Hi again guys, I've got a question on pipelines to...
# announcements
a
Hi again guys, I've got a question on pipelines today.
I've got a pipeline that looks like this:
Copy code
@pipeline
def crawlers_pipeline():
    running_jobs = run_crawlers()
    b = wait_for_jobs(running_jobs)
    c = get_results(b)
    write_results_to_s3(c)
run_crawlers is a solid that starts several crawler jobs using an API, and returns a dict containing objects used in the following steps to access job status and results
My problem is that some of the crawlers take a lot longer to run than the others, and wait_for_jobs has to wait for them all to finish
I'm wondering if I could use solid aliases to "branch out" out of run_crawlers and execute the following solids once for each of the crawlers
something like:
Copy code
@pipeline
def comparativos_pipeline():
    running_jobs = run_crawlers()
    for crawler in Crawlers:
        a_wait_for_jobs = wait_for_jobs.alias("wait_for_{}".format(crawler))
        a_get_results = get_results.alias("get_{}_results".format(crawler))
        a_write_results_to_s3 = write_results_to_s3.alias("write_{}_results".format(crawler))
        b = a_wait_for_jobs(running_jobs[crawler])
        c = a_get_results(b)
        a_write_results_to_s3(c)
Is this possible?

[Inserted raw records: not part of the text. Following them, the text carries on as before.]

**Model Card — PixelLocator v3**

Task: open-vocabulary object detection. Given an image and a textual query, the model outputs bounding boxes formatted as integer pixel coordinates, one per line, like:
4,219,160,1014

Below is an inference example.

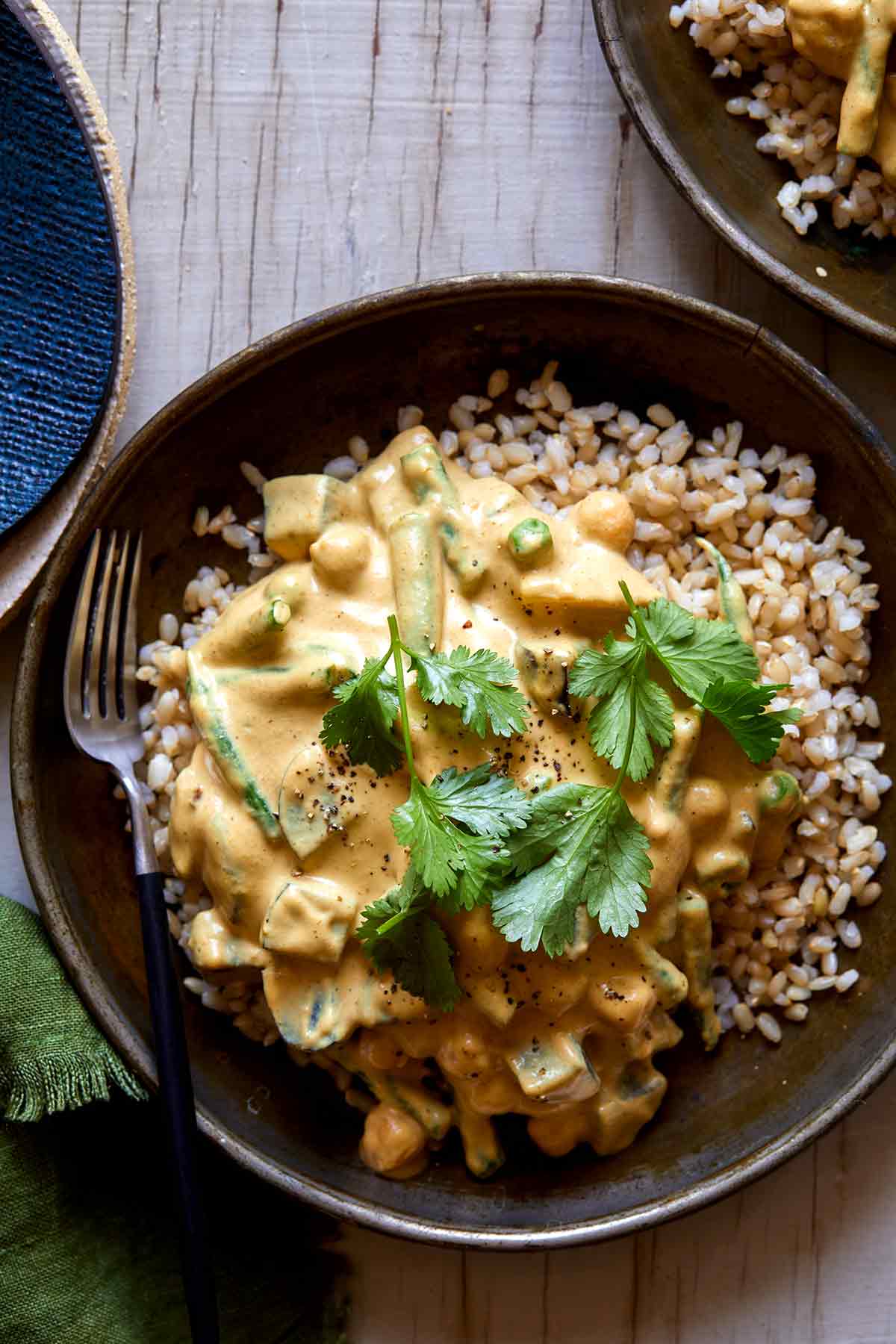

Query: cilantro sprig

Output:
321,615,532,1009
358,864,461,1012
321,617,526,774
491,583,799,957
570,583,799,780
321,572,799,1011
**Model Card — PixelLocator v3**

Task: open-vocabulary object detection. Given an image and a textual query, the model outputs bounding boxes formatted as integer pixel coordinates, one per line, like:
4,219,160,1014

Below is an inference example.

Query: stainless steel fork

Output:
64,532,219,1344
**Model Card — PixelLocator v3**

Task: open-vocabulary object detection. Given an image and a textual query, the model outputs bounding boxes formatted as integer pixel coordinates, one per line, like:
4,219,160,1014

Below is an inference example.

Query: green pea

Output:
508,517,553,564
759,770,800,813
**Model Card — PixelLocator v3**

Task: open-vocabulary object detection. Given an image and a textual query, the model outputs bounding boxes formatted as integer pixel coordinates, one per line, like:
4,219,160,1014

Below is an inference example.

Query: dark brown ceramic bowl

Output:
592,0,896,349
12,276,896,1248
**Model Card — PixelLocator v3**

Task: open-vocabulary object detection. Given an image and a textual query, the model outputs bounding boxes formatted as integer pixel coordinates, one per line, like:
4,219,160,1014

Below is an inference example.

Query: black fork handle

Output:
137,872,220,1344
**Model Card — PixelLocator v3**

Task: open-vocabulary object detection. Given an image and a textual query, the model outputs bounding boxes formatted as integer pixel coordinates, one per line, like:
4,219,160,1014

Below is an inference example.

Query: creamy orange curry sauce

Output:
787,0,896,187
170,427,798,1176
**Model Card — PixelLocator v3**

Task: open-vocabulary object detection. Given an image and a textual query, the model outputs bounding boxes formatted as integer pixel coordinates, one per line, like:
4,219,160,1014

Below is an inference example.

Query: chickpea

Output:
360,1104,426,1180
684,776,728,827
309,523,371,588
578,491,634,553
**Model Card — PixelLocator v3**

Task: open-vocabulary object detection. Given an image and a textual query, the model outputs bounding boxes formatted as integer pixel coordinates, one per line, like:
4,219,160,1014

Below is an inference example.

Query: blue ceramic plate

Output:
0,4,121,534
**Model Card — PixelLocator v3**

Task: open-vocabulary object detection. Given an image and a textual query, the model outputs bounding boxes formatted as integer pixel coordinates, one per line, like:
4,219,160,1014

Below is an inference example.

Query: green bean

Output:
679,889,720,1050
402,444,488,593
402,444,459,508
454,1102,504,1177
244,597,293,649
381,1074,451,1142
278,747,358,859
388,514,444,653
287,644,358,695
656,704,703,815
626,934,688,1008
696,848,750,891
187,649,279,839
508,517,553,566
696,536,753,644
837,0,893,158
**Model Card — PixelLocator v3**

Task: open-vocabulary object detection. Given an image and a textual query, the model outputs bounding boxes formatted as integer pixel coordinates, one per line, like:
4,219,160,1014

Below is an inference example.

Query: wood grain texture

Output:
7,0,896,1344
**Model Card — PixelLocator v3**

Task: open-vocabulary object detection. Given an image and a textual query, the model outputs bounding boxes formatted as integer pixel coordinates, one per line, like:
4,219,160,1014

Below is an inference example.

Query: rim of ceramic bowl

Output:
591,0,896,349
10,272,896,1250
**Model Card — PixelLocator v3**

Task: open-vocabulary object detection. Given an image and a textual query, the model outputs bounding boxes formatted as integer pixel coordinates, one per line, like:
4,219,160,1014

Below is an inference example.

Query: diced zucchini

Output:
264,476,361,561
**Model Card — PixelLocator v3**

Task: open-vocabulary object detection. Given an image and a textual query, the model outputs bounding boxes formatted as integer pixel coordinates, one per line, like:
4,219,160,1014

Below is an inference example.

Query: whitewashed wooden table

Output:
7,0,896,1344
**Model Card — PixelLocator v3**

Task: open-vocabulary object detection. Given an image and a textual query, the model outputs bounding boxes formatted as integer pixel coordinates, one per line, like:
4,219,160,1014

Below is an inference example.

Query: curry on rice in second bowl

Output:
138,366,891,1176
669,0,896,239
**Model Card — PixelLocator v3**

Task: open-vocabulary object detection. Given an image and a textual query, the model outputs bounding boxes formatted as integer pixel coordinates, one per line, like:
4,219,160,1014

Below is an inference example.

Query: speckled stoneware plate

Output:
12,274,896,1248
592,0,896,349
0,0,134,622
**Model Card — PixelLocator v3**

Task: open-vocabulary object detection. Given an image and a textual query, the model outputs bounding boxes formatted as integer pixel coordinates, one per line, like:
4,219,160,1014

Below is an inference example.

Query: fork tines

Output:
66,531,143,732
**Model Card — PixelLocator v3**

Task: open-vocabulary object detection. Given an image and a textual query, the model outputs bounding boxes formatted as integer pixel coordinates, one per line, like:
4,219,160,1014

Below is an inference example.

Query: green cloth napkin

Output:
0,897,346,1344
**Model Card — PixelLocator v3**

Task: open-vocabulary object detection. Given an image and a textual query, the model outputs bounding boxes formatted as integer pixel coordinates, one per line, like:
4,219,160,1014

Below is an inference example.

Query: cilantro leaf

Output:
491,785,652,957
358,865,461,1012
320,653,402,774
626,598,759,703
570,635,673,780
392,778,506,897
411,644,526,738
703,677,800,765
429,762,532,836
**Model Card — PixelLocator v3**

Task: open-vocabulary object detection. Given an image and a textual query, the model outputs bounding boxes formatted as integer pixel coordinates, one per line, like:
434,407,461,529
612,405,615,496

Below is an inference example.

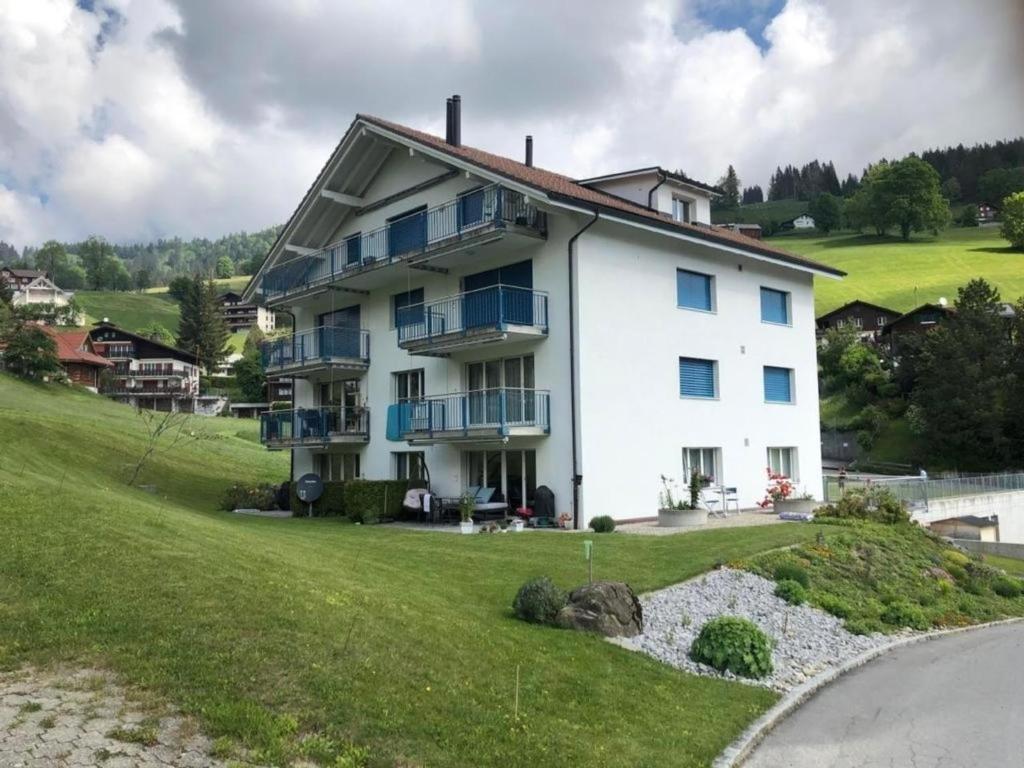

I'm wondering how to yield and "unpack" the results from run_crawlers
a
ya we dont have generic map/reduce support yet but you can set up a fixed width parallelism set up - here is a toy example https://github.com/dagster-io/dagster/blob/master/examples/dagster_examples/toys/sleepy.py
do you know how many jobs are going to happen at pipeline creation time? you could also just dynamically generate a pipeline that fans out for every expected job
a
Ah yes, that should work perfectly! Thank you!
The jobs are known at creation time and yes, I'm attempting to generate it dynamically
With maybe the possibility of turning jobs on and off via config
a
things to look at if you want to do more generation: * creating
OutputDefinitions
for each named job and yielding
Output(job, 'job_name')
for each job * setting
is_required=False
on
OutputDefinition
to be able to turn off a job by not yielding the
Output
(toggled via config) * in the composition function - we return a namedtuple for multiple outputs - you will interact with that to wire up the named job output to its aliased downstream dag
Copy code
@composite_solid
def handle_job(job_spec: CrawlerJob):
    b = wait_for_jobs(job_spec)
    c = get_results(b)
    write_results_to_s3(c)


def generate_crawlers_pipeline():
    job_specs = get_jobs() # dict[str, job]
    
    outputs_defs = [
        OutputDefinition(CrawlerJob, name, is_required=False)
        for name in job_specs.keys()
    ]

    @solid(
        config={'skip': Field([str], is_required=False, default_value=[])}
        output_defs=output_defs
    )
    def run_crawlers(context):
        for name, job in job_specs:
            if name not in context.solid_config['skip']:
                job = do_work(job)
                yield Output(job, name)

    @pipeline
    def crawlers_pipeline():
        outputs = run_crawlers()
        
        # convert namedtuple to dict for iteration
        # might be better way to do this
        for name, handle for outputs._asdict():
            handle_job.alias('handle_{}'.format(name))(job_spec=handle)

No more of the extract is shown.